My siblings live in California and Louisiana—and all of their children live in California.

My family of origin is not immediately present in my life although we all do keep very close contact (thanks to Facebook, and email). It is my family of choice, that myriad friends and colleagues, and my inamorato that are most likely to be aware of, if not burdened with, my eventual need for help and tender loving care.

For me thinking about this now is—and I think it should be for everyone over about 60—important not so much because I am thinking about being old and decrepit (and I am not obsessed of thoughts of death) but because I want to be sure that I am in a place where I am comfortable mentally, physically, and spiritually when my time comes. That does not need to be a retirement community run by some upscale hotel chain or anything special at all. But it must be a place of my choosing where I can live (as long as I am physically and mentally able) with freedom and dignity.

There. Enough nuts and bolts and depressing stuff.

The Lone Ranger?

The Lone Ranger?

Non sequitur.

A somewhat startling number of composers’ last works are, if not robustly joyful, at least in some way different (and more accessible?) than their previous work. Take the Beethoven Ninth Symphony, for example. Or, better, his String Quartet in F Major, opus 135, his actual last completed major work. Listen to it and marvel in its joy.
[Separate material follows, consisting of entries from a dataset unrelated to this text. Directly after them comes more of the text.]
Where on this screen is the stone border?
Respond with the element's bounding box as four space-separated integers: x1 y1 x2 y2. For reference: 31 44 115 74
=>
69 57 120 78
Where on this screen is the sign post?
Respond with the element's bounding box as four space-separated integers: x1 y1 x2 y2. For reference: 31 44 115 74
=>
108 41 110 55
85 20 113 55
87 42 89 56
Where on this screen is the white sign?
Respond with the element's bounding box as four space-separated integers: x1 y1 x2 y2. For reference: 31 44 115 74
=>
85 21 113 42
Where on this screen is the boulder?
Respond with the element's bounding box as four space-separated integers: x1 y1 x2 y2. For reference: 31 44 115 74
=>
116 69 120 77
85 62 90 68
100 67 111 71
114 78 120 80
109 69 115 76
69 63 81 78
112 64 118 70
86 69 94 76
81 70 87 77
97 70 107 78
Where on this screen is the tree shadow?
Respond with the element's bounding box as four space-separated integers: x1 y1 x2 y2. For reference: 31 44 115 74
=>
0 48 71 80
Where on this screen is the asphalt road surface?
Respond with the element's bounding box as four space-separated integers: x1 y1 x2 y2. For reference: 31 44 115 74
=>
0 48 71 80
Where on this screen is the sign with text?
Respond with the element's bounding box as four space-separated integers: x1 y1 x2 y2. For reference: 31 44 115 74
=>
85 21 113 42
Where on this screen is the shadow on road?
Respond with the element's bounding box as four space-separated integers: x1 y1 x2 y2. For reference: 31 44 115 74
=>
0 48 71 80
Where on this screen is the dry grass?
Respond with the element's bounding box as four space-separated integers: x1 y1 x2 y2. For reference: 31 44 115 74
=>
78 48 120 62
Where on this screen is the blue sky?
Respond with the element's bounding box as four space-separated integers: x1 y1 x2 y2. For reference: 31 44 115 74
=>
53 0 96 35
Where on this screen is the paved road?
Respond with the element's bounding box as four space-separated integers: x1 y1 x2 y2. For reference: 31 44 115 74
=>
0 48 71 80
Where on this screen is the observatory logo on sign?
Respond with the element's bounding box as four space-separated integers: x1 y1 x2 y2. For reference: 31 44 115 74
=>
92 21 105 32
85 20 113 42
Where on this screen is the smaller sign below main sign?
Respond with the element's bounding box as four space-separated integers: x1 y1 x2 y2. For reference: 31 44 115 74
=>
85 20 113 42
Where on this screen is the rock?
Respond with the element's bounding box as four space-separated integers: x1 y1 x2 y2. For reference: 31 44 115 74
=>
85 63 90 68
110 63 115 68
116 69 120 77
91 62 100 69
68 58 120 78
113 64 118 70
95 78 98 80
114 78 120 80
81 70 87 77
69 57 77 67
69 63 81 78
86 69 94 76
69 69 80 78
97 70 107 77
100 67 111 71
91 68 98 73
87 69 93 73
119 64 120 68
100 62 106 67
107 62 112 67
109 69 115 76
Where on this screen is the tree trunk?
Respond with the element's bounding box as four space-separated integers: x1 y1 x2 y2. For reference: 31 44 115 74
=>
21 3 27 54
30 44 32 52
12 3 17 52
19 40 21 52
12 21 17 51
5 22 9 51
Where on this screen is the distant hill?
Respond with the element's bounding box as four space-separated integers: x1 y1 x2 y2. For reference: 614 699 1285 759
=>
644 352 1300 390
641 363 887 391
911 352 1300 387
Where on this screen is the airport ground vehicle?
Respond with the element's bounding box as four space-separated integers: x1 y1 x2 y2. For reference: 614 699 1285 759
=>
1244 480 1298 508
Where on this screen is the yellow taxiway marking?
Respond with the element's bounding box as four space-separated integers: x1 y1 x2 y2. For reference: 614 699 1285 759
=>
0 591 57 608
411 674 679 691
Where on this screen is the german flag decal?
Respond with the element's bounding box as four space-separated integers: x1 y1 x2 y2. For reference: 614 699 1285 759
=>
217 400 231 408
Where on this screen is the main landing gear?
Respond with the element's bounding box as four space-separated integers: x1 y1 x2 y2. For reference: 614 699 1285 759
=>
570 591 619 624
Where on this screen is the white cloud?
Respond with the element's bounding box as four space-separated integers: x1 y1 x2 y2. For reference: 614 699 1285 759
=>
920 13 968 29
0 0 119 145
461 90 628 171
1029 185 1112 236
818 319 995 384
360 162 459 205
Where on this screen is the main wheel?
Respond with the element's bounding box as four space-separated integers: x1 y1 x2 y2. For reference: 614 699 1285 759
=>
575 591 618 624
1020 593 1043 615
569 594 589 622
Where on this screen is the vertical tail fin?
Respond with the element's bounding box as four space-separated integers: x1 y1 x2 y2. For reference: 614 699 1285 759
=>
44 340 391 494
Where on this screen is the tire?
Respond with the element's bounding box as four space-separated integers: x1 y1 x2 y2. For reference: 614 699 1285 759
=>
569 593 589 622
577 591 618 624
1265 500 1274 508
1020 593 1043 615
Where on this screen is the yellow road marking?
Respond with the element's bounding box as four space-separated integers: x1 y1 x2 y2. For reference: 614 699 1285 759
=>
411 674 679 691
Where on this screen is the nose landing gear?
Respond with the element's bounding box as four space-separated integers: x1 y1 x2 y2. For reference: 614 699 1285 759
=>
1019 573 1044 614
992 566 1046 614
Even the most uninterested opera goer will find the hilarious romp through love and madness of Giuseppe Verdi’s Falstaff irresistible. Or listen to the Mahler Ninth Symphony. Or, if you’re really imaginative, listen to the Shostakovich Fifteenth Symphony with its almost silly quotation of the Rossini “Lone Ranger” theme (I absolutely love it that, the first time I opened this link, the advertisement was for Nick Cave and The Bad Seeds).
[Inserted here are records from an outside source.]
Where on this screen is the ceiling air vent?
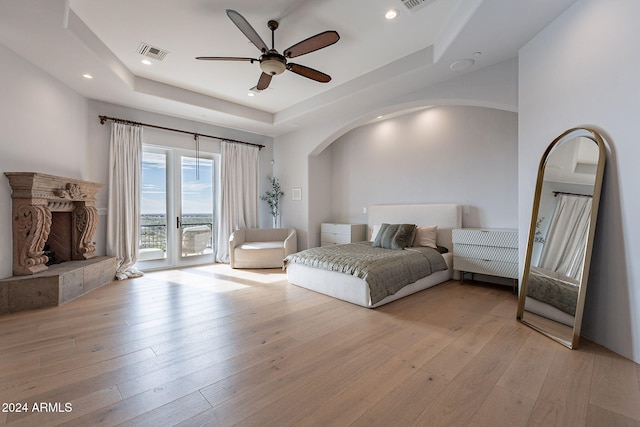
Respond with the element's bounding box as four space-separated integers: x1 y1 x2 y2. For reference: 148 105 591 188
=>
136 42 169 61
398 0 439 13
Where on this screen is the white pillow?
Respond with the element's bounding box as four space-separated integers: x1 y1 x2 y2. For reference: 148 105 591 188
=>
413 225 437 248
370 224 382 242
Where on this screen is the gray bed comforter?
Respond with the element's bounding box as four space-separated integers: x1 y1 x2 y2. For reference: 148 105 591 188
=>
283 242 447 304
526 272 579 316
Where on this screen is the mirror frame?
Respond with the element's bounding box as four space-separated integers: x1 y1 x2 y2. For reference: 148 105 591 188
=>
517 127 606 349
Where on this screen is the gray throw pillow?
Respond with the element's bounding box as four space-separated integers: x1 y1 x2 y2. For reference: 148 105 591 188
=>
391 224 417 249
372 223 416 249
372 223 398 249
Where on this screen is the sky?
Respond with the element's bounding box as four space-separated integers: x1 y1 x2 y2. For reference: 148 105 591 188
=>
141 151 214 216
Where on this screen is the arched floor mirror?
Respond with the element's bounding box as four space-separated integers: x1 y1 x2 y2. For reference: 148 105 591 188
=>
517 127 606 349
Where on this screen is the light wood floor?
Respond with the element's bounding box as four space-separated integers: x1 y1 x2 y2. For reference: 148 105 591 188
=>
1 264 639 427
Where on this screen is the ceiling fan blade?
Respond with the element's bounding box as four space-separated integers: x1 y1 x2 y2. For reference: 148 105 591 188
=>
226 9 268 53
195 56 257 62
284 31 340 58
257 72 272 90
287 63 331 83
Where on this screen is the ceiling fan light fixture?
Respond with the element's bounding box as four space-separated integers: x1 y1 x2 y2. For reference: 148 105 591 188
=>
260 55 286 75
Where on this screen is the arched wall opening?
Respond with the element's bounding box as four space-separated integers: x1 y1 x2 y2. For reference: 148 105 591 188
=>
304 103 518 248
273 58 519 250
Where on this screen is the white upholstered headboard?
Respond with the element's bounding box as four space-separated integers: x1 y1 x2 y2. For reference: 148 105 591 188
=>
367 204 462 251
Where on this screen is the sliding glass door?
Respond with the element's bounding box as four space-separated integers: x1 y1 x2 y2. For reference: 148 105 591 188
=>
137 146 216 270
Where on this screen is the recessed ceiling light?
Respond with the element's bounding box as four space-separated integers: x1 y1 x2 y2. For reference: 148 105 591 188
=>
248 92 255 97
377 115 383 119
82 74 93 79
385 9 398 19
141 59 152 65
449 58 475 71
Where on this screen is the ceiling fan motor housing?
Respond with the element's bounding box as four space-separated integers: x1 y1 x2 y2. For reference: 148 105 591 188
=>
260 51 286 75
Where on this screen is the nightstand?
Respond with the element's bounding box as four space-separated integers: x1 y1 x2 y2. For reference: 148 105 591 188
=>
320 223 367 246
452 228 518 291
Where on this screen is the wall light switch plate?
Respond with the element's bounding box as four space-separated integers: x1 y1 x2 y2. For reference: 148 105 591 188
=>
292 187 302 201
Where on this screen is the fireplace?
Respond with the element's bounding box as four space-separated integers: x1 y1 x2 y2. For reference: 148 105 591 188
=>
5 172 102 276
1 173 117 315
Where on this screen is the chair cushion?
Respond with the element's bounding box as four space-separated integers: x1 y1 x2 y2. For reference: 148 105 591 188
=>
238 241 283 250
234 242 286 268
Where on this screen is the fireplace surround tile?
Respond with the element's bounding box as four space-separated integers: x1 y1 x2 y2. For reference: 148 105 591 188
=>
62 268 84 303
82 261 102 294
8 276 59 313
100 258 117 286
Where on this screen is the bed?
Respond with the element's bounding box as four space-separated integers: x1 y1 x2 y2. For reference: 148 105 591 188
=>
285 204 462 308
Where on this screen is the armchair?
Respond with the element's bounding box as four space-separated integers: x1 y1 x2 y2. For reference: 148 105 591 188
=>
229 228 297 269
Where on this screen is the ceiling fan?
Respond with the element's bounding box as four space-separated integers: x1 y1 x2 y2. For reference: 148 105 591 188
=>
196 9 340 91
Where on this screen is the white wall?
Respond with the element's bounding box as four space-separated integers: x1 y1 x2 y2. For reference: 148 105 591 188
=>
0 43 90 279
325 106 518 232
275 59 519 250
519 0 640 362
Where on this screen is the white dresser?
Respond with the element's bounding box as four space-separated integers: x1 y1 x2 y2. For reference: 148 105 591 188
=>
321 223 367 246
452 228 518 289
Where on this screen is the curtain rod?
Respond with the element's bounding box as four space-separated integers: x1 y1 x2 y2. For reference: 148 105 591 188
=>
98 115 265 150
553 191 592 198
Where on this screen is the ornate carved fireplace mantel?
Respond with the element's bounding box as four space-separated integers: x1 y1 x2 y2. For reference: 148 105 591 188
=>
5 172 103 276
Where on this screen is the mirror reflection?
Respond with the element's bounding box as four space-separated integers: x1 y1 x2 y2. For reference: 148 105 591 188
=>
518 128 606 349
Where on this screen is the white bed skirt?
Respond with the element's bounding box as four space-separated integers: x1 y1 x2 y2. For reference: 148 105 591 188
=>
287 253 453 308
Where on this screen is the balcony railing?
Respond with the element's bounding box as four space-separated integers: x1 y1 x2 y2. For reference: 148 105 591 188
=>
139 222 213 252
140 224 167 250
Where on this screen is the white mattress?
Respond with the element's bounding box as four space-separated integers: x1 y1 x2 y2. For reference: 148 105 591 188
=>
287 253 453 308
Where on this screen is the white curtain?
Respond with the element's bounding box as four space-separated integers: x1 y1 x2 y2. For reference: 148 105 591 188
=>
216 141 259 263
539 194 592 281
106 123 144 280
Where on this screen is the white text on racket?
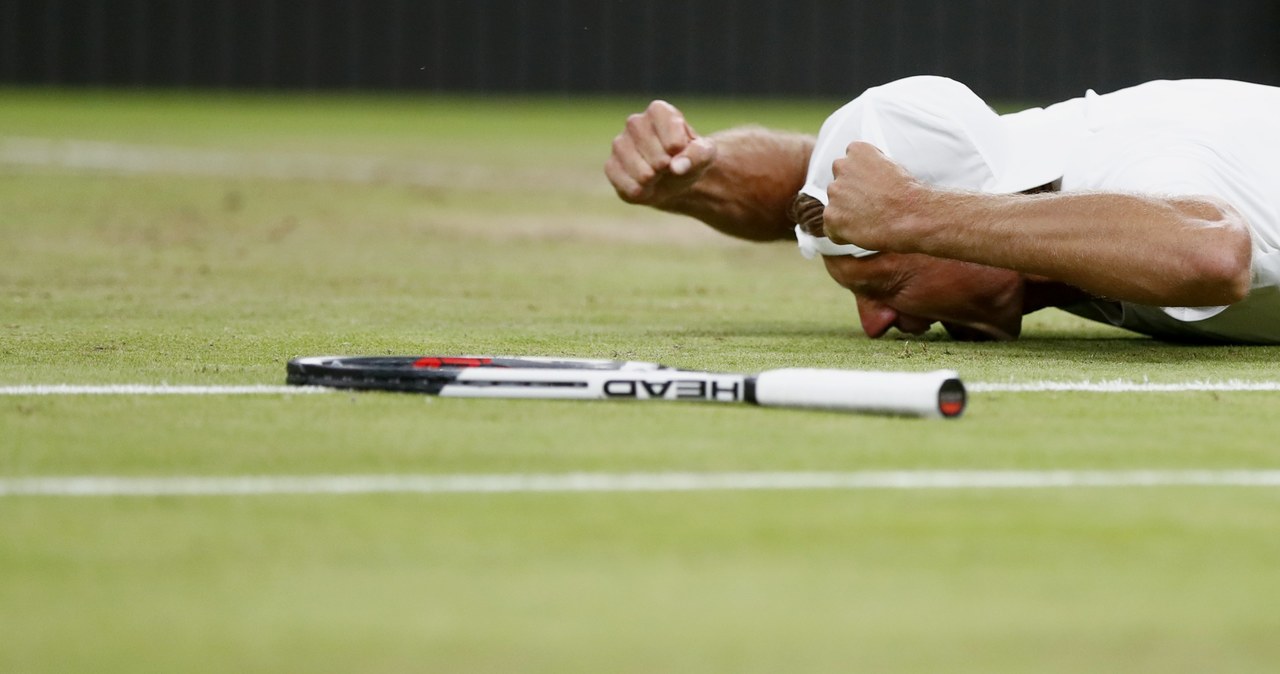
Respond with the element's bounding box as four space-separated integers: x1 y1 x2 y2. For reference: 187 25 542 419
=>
601 378 744 401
These composers did not go gentle. They went joyfully!

That list of friends and family I began with are like these composers. Each of them lived out her or his life in dignity and comfort. And I had contact with most of them shortly before they died. I know they ended their days as they had lived them. Fully, and in some cases, boisterously! They are the angels who dare, in the words of Sherman Alexie’s poem, to “ride [me] piggyback!” They are all over me, burdening and unbalancing me with my memories of their examples.
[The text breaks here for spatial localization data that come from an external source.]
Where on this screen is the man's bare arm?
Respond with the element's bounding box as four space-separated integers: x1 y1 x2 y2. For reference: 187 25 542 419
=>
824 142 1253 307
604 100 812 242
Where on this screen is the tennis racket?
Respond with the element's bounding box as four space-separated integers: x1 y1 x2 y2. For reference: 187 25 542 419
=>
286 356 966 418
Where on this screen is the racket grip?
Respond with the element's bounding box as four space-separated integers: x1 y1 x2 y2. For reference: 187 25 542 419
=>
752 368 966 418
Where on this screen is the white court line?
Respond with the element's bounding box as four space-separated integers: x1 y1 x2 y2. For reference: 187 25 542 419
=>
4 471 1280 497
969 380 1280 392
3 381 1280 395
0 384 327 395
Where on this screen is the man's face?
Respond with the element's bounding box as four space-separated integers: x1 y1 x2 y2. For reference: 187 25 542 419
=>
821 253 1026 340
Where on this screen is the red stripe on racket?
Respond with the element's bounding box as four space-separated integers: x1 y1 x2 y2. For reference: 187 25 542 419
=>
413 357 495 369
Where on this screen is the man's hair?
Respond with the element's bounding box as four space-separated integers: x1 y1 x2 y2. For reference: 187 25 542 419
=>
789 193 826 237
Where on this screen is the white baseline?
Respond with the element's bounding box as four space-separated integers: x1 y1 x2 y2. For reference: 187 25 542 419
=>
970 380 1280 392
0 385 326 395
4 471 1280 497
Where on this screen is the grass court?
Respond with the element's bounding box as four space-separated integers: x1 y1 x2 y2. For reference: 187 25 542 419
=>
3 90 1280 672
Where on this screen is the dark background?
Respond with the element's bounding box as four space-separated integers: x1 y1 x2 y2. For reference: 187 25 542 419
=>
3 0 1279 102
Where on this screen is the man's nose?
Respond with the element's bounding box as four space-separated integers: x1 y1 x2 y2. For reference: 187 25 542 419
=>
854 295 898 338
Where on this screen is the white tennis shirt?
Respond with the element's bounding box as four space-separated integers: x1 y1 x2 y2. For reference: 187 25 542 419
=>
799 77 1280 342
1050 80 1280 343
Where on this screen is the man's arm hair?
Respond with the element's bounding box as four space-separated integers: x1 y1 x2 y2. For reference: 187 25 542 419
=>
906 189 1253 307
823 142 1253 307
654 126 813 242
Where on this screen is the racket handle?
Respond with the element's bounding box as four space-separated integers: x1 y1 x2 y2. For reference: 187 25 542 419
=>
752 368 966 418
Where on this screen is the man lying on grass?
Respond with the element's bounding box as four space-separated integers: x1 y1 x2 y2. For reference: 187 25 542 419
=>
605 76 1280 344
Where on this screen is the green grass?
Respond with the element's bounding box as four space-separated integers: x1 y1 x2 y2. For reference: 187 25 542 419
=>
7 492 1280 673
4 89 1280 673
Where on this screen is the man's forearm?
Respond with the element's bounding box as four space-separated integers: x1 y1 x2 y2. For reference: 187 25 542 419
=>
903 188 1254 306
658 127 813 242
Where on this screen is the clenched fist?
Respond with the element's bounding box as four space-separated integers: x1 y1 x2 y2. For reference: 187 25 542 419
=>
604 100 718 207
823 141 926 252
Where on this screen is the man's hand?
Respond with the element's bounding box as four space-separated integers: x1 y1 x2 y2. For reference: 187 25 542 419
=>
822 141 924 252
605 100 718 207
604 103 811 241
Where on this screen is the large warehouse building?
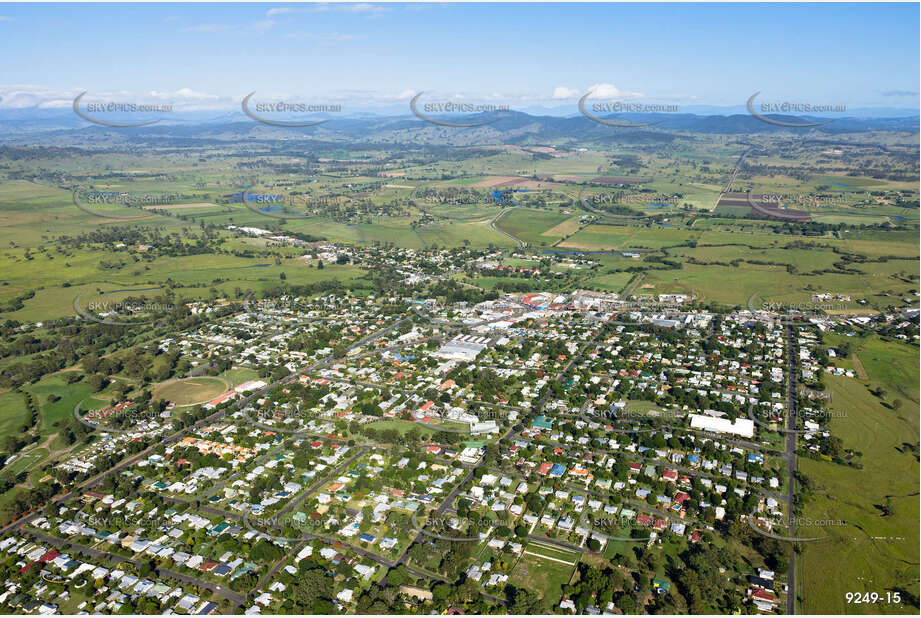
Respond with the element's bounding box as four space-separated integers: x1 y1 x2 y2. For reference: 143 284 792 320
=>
688 413 755 439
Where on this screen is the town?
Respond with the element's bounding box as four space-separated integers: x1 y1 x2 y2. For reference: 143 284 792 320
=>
0 256 894 614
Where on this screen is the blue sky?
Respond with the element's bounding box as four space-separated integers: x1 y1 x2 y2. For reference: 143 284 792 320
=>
0 2 917 113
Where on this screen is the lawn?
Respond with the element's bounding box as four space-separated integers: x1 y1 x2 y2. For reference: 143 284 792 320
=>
364 419 438 436
509 542 579 603
24 376 96 435
221 367 261 386
151 376 230 406
0 390 29 437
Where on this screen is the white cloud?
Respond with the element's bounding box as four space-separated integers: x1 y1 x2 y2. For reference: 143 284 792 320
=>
584 83 644 99
148 88 220 102
0 85 73 109
38 99 75 109
551 86 579 100
396 90 417 100
266 7 295 17
0 85 234 111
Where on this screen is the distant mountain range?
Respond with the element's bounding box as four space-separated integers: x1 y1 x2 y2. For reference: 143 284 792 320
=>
0 107 916 145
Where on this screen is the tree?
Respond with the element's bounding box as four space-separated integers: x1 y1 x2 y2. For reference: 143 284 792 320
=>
87 374 107 392
507 585 546 614
617 594 636 614
385 565 410 587
432 583 451 603
294 568 333 608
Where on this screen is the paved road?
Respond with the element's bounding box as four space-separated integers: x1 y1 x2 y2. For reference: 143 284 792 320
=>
722 146 753 194
275 447 369 518
784 323 798 614
519 433 787 503
21 529 246 608
0 402 235 536
250 538 308 598
488 207 525 248
0 310 418 611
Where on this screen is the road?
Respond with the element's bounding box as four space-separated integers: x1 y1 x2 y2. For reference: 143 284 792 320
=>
275 447 369 518
0 310 418 610
784 323 798 614
722 146 753 194
488 207 525 248
20 529 246 608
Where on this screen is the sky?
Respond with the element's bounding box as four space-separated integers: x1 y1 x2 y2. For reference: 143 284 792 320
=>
0 2 918 115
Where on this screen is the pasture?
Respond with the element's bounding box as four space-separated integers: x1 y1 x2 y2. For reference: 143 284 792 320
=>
797 337 919 614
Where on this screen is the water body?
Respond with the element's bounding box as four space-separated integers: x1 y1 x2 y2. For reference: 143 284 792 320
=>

My favorite, though, is  Johannes Brahms. His last composition, Opus 122, is a group of settings for solo organ of eleven hymn tunes—all of which are about death. And there is not a sad or dreary note in the lot.

Brahms went neither silent nor gentle into that good night. I wrote yesterday about my teacher Leslie Pratt Spelman. I studied the eleven pieces with him as a college student. Twice in my life I have played recitals consisting of all eleven of the preludes, bracketed by the great Bach Prelude in C Minor, BWV 546 at the beginning and its fugue at the end.

Now I am playing them at home for my amazement.

The words for the last of them O Welt, Ich muss dich lassen, are:

O World, I must leave you,
I travel from here along my way
to the everlasting fatherland.
I will give up my spirit
so that my body and life
lie in God’s merciful hand.

(Please see the note below the video link for a word about the playing I seem to be determined to upload these days.)

I am fully aware of two obvious deficiencies in my recordings. The first is, my playing is not necessarily stylistically correct – or mechanically perfect. The second is that my recording equipment is so lacking that I cannot capture the real beauty of the sound of the organ. I have to have the camera so close that the mechanical sounds sometimes overwhelm the music. I know that’s not fair to Steuart Goodwin who built the organ more than 40 years ago—his first opus. But I happen to like the way my playing and the sound of the organ are simply what we are.

A friend says I should use the moniker “The Barefoot Organist.” I should because I am not going to do anything to make these recordings other than what they are—my private reveling in the music, which I am happy to share with you. Besides, my psychiatrist (a gerontological specialist) has given me the assignment to play the organ every day for my own emotional good, and making these tapes helps me stick to the program!